De VlinderstichtingBinnen de Europese Habitatrichtlijn genieten de opgenomen leefgebieden en soorten strikte bescherming, onder andere binnen Natura2000-gebieden. De soorten moeten niet alleen beschermd worden tegen directe bedreigingen zoals vangen of doden. Hun leefgebied moet van een dusdanige omvang en kwaliteit zijn dat voortbestaan op lange termijn gewaarborgd is. Zonder voldoende leefgebied en voldoende populaties is het voortbestaan niet veiliggesteld. Alleen al het aantal populaties laat zien dat we daar in Nederland nog ver vandaan zijn: van het pimpernelblauwtje is er maar één populatie (in een natuurgebied), van het donker pimpernelblauwtje is er één, nota bene in een wegberm, en van de grote vuurvlinder zijn er twee - en een kleintje - in natuurgebieden. Als er ook maar iets verkeerd gaat ben je zo zo’n populatie kwijt. En er gaat van alles mis. Alleen goede bedoelingen zijn niet voldoende om deze kwetsbare soorten te behouden.
Waarom lukt het Nederland niet om drie soorten dagvlinders goed te beschermen? In de kern is het telkens hetzelfde: de vlinderpopulaties liggen geïsoleerd, de omgeving is ingericht op lage waterstanden en hoge landbouwproductie, de terreinen lijden al heel lang onder verdroging, en de stikstofdepositie is hoog waardoor de gebieden verruigen en dichtgroeien. Dit is opvallend omdat de drie resterende soorten alle drie een heel verschillend habitat bewonen. En dan geldt voor deze vlinders hetzelfde als wat in dit Nature Todaybericht werd geschreven over het natuurbeleid in Nederland: wanneer je de hele tijd langs de afgrond strompelt, val je er meteen in als je een beetje uit balans gebracht wordt. De populaties van deze drie vlinders waren al lange tijd klein en zwak, en door drie jaren droogte zijn ze niet een beetje uit balans gebracht, maar hebben echt een flinke tik gekregen. En dan kunnen onze drie habitatrichtlijnvlinders zomaar in de afgrond vallen. Natuurlijk is er al van alles gebeurd voor de bescherming van deze soorten. Maar het is nog niet genoeg, want nog steeds hebben we maar één of twee populaties van deze vlinders, terwijl dat er toch minimaal vijf en liever nog tien of meer zouden moeten zijn.

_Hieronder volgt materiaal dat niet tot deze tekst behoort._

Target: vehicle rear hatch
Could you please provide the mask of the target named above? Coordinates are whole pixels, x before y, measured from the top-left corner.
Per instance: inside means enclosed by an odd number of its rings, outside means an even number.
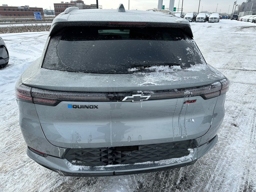
[[[70,148],[200,137],[225,78],[191,37],[167,28],[65,28],[51,37],[37,69],[39,62],[23,83],[33,87],[47,139]]]

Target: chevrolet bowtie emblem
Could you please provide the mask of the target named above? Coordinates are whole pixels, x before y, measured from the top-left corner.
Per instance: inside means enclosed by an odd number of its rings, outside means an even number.
[[[147,100],[151,97],[151,95],[144,96],[141,94],[133,95],[132,96],[125,97],[122,101],[131,101],[132,102],[141,102],[142,101]]]

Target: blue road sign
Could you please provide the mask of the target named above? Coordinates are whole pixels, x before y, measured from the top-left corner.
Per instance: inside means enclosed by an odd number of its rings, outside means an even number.
[[[34,16],[36,16],[36,15],[41,16],[41,13],[40,12],[34,12]]]
[[[41,19],[42,17],[41,16],[41,13],[40,12],[34,12],[34,16],[35,19]]]

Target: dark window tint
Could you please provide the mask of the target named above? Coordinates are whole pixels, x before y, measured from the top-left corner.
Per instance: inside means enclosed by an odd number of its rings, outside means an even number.
[[[204,62],[193,41],[169,28],[67,28],[51,37],[42,67],[97,73],[166,63],[188,68]]]

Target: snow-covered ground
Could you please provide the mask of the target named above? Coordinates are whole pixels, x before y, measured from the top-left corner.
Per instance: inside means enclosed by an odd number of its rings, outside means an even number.
[[[256,191],[256,25],[222,19],[191,25],[207,61],[231,83],[218,143],[192,165],[108,177],[64,177],[27,156],[14,85],[40,56],[48,33],[1,34],[10,60],[0,69],[0,191]]]

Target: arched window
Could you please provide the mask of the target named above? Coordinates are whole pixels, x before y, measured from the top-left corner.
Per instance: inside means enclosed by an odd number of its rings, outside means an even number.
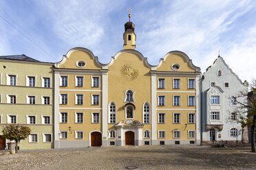
[[[134,108],[131,106],[126,107],[126,118],[134,118]]]
[[[109,131],[109,138],[116,138],[116,132],[114,130]]]
[[[114,102],[109,104],[109,123],[116,123],[116,105]]]
[[[231,136],[237,136],[238,133],[237,133],[237,129],[236,128],[232,128],[229,130],[229,134]]]
[[[143,123],[149,123],[149,104],[145,103],[143,106]]]
[[[149,138],[149,131],[148,131],[147,130],[145,130],[144,132],[144,136],[143,136],[144,138]]]
[[[126,92],[126,101],[134,101],[133,98],[134,93],[131,90]]]

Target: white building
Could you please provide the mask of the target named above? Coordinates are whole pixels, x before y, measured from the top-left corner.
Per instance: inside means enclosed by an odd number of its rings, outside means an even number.
[[[246,88],[220,56],[206,69],[202,77],[202,142],[242,140],[234,96]],[[246,102],[246,98],[239,99]]]

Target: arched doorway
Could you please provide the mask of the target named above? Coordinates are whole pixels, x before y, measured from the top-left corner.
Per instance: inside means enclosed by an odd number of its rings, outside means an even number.
[[[102,145],[101,133],[94,132],[91,133],[91,146],[100,147]]]
[[[209,130],[209,139],[210,139],[210,141],[216,141],[215,129],[211,129]]]
[[[6,148],[6,138],[3,136],[0,135],[0,150],[4,149]]]
[[[134,132],[128,131],[125,132],[125,145],[134,145]]]

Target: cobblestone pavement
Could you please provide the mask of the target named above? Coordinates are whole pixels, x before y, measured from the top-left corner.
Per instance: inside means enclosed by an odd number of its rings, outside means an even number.
[[[19,151],[0,169],[256,169],[250,147],[152,145]]]

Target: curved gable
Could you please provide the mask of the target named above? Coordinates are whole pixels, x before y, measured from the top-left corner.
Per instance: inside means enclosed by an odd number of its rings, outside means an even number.
[[[78,62],[84,62],[84,66],[78,66]],[[100,64],[98,58],[89,49],[83,47],[76,47],[67,51],[66,55],[59,62],[55,63],[55,67],[60,69],[101,69]]]
[[[179,69],[172,69],[173,64],[180,66]],[[200,68],[195,66],[189,56],[180,51],[172,51],[161,58],[159,64],[154,68],[159,71],[199,72]]]

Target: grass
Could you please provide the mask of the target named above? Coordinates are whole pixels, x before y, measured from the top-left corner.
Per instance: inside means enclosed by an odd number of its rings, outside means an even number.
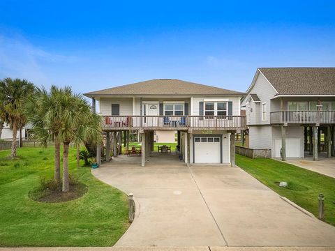
[[[325,221],[335,226],[335,178],[272,159],[237,155],[236,164],[262,183],[318,217],[318,195],[325,200]],[[279,181],[287,181],[281,188]]]
[[[77,169],[75,149],[70,173],[88,192],[62,203],[29,197],[40,177],[52,177],[52,148],[20,149],[15,160],[9,155],[0,151],[0,246],[110,246],[128,227],[126,195],[95,178],[90,168]]]

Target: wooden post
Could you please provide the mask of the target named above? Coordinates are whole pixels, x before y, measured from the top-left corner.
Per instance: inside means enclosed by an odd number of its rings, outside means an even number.
[[[313,141],[313,160],[315,161],[318,160],[318,126],[314,126],[313,128],[314,138]]]
[[[96,144],[96,162],[98,166],[101,165],[101,143]]]
[[[110,161],[110,132],[106,132],[106,160]]]
[[[92,98],[92,112],[96,113],[96,99]]]
[[[129,131],[127,130],[127,149],[129,150]]]
[[[286,161],[286,128],[281,126],[281,160]]]
[[[327,153],[328,158],[332,158],[332,130],[330,126],[327,127]]]
[[[235,165],[235,133],[230,134],[230,165]]]
[[[117,132],[113,132],[113,157],[117,156]]]
[[[145,132],[141,134],[142,140],[142,166],[145,167]]]
[[[313,155],[313,127],[309,127],[309,154]]]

Het gaat bovendien slecht met de populaties die er nog zijn.
De enige uitweg moet komen uit structurele oplossingen, die leiden tot robuuste populaties, die niet omvallen na een paar droge jaren: een goed waterbeheer, een structurele reductie van de stikstofdepositie, een flinke vergroting van de oppervlakte leefgebied binnen en buiten natuurgebieden, en een drastische verbetering van de kwaliteit van het bestaande leefgebied, zoals de habitatrichtlijn ook voorschrijft. En dan een beheer dat maatwerk biedt, en waarbij de beheerders onder goede wetenschappelijke begeleiding de juiste maatregelen uitvoeren. Naast het vormen van een robuust systeem is lerend beheren een belangrijke tweede strategie. De veranderende omstandigheden door stikstof, verdroging en klimaatverandering, maken dat de beste aanpak telkens moet meebewegen met de effecten van deze bedreigingen. Daarvoor zijn soms dure trajecten nodig, maar het is belangrijk om goede resultaten te boeken. Niets doen is geen optie. Als de soorten verdwijnen zullen we ze terug moeten brengen, ook dat is een eis voor de bescherming van deze kwetsbare soorten die in de Habitatrichtlijn is geformuleerd. En dat zal nog veel duurder worden dan nu de noodzakelijke beschermingsmaatregelen te nemen.